In the end, I didn’t simply just watch this girl throwing her life away, I got her. I don’t know what it says about me, but a little bit similar to the way her crazy psychiatrist did, I guess.
I absolutely loved the end of the book too. Ottessa gave us the perfect proof of meaningless of life and the irrelevance of what we desperately try to do in it, one way or the other, more precisely our character’s way or Reva’s.

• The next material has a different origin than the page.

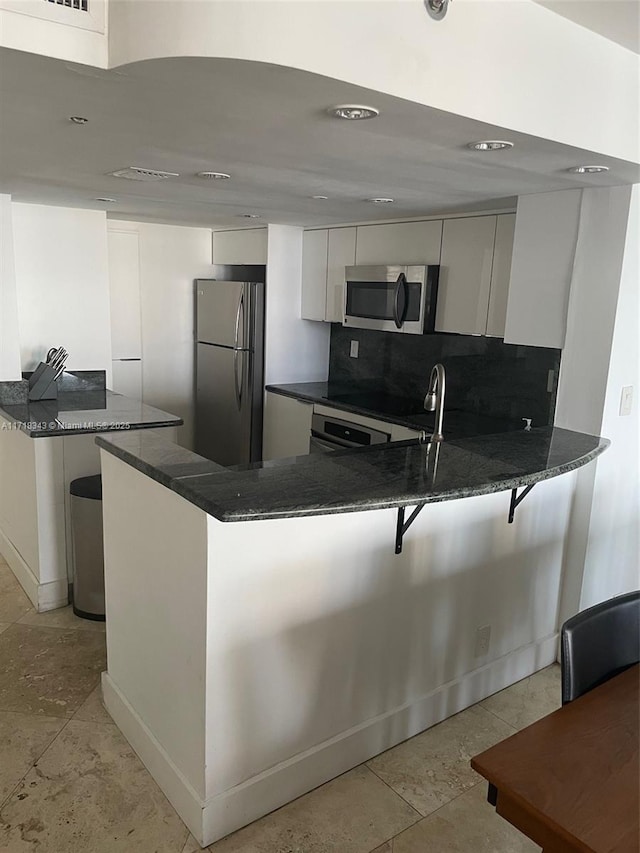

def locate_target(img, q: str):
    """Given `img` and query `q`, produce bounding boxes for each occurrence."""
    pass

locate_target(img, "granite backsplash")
[329,323,561,426]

Finally; in my opinion, this story could only happen in New York. I’m not from there, but I found myself thinking: only New York could mess someone up like this, and only a New York girl could react to it this way. Sometimes, the love-hate relationship between an author and a city makes for the best kind of novel. For me, this was as much a book about New York as about the girl lost in it.
Some Additional Notes:
I realised while writing this piece that our main character was the only one that wasn’t given a name in the book.
Despite the fact that it’s actually published years ago, I found that it’s still buzzing in the US. I think there is no reason why it shouldn’t buzz as much in Europe. I decided to publish this piece in French too.
A friend told me that my favourite contemporary director Yorgos Lanthimos was adapting the book into a movie. This is so exciting that I could totally hibernate until its release.
Can’t wait to read Eileen, please share your thoughts in the comment section.